Welcome back to my Home Movies! This week, I’m actually doubling back to last week for my top pick. We can pretend there’s some strategy, but in truth…I got the date wrong on one of my favorite films of the year hitting shelves. It’s Zach Braff‘s A Good Person, so today, we make up for that mistake. Read on for more…

Joey’s Top Pick

Metro-Goldwyn-Mayer

A Good Person

Florence Pugh and Morgan Freeman are at the tops of their respective games in Braff’s latest writing and directing project. I spoke to Braff here about the film, which is a conversation well worth checking out. Freeman and especially Pugh elevate Braff’s movie from good to great. I raved about the flick here in my review, which started off like so:

Zach Braff as a filmmaker has proven to be a storyteller I deeply respond to. Garden State and Wish I Was Here are brilliantly effective quirky dramedies, establishing his specific voice.
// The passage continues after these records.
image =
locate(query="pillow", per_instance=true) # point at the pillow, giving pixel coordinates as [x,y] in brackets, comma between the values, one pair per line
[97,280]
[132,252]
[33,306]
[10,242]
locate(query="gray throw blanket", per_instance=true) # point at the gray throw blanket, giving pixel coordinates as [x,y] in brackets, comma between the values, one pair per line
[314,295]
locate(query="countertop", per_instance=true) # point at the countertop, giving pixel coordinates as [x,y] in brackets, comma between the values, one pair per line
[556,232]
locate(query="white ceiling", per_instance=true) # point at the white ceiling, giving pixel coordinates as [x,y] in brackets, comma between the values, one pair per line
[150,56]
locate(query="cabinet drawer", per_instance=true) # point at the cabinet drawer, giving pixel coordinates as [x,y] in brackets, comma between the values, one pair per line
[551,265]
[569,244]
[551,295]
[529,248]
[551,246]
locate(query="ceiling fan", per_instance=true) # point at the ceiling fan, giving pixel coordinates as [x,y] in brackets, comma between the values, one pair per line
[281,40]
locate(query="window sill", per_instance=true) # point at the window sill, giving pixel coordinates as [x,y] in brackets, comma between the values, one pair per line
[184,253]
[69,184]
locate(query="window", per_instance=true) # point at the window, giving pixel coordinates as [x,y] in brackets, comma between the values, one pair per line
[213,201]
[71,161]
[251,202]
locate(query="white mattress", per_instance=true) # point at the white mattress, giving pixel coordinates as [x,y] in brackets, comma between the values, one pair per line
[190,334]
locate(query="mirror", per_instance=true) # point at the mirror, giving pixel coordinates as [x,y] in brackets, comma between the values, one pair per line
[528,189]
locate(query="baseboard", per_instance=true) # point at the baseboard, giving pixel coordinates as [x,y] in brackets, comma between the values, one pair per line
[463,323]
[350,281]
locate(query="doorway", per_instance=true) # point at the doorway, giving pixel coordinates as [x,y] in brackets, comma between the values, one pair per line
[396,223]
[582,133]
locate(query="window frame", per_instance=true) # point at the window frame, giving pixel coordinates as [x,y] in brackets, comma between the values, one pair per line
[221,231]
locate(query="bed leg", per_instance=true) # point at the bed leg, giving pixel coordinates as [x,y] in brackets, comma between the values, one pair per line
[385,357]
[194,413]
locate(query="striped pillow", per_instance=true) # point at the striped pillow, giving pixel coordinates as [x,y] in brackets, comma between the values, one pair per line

I even really enjoyed his remake of Going in Style, which he only directed, as opposed to writing and directing his other features. Now, with A Good Person, Braff has showcased the same feel for characters and emotions, while telling a more mature and far more complex tale. Not everyone will be expecting what he has in store for audiences here, but I was blown away. This film is the class of the year so far, cinematically.

A Good Person is Braff working in a whole new key. To be sure, having a muse in Florence Pugh changes the dynamic a bit, though it’s certainly not the only factor. It just seems like he’s telling a more mature story. His emotions and sense of humor are still fully in evidence, flowing through each character, but here, there’s tragedy compounded on to it all. It easily could have turned into a mess, or rang false, but that’s decidedly not the case. It all builds to a satisfying conclusion that had me openly weeping.

Also Available This Week

Universal Pictures

Assassin Club

The Event: The Complete Series (TV)

The L Word Generation Q: Season Three (TV)

La Brea: The Complete Second Season (TV)

Mafia Mamma (director Catherine Hardwicke interviewed here)

Rare Objects

Renfield

Tulsa King: The Complete First Season (TV)

Criterion Corner

Criterion

The Rules of the Game

From The Criterion Collection: “Considered one of the greatest films ever made, Jean Renoir’s The Rules of the Game is a scathing critique of corrupt French society cloaked in a comedy of manners in which a weekend at a marquis’s country château lays bare some ugly truths about a group of haut-bourgeois acquaintances. The film has had a tumultuous history: it was subjected to cuts after the violent response of the audience at its 1939 premiere, and the original negative was destroyed during World War II; it wasn’t reconstructed until 1959. That version, which has stunned viewers for decades, is presented here.”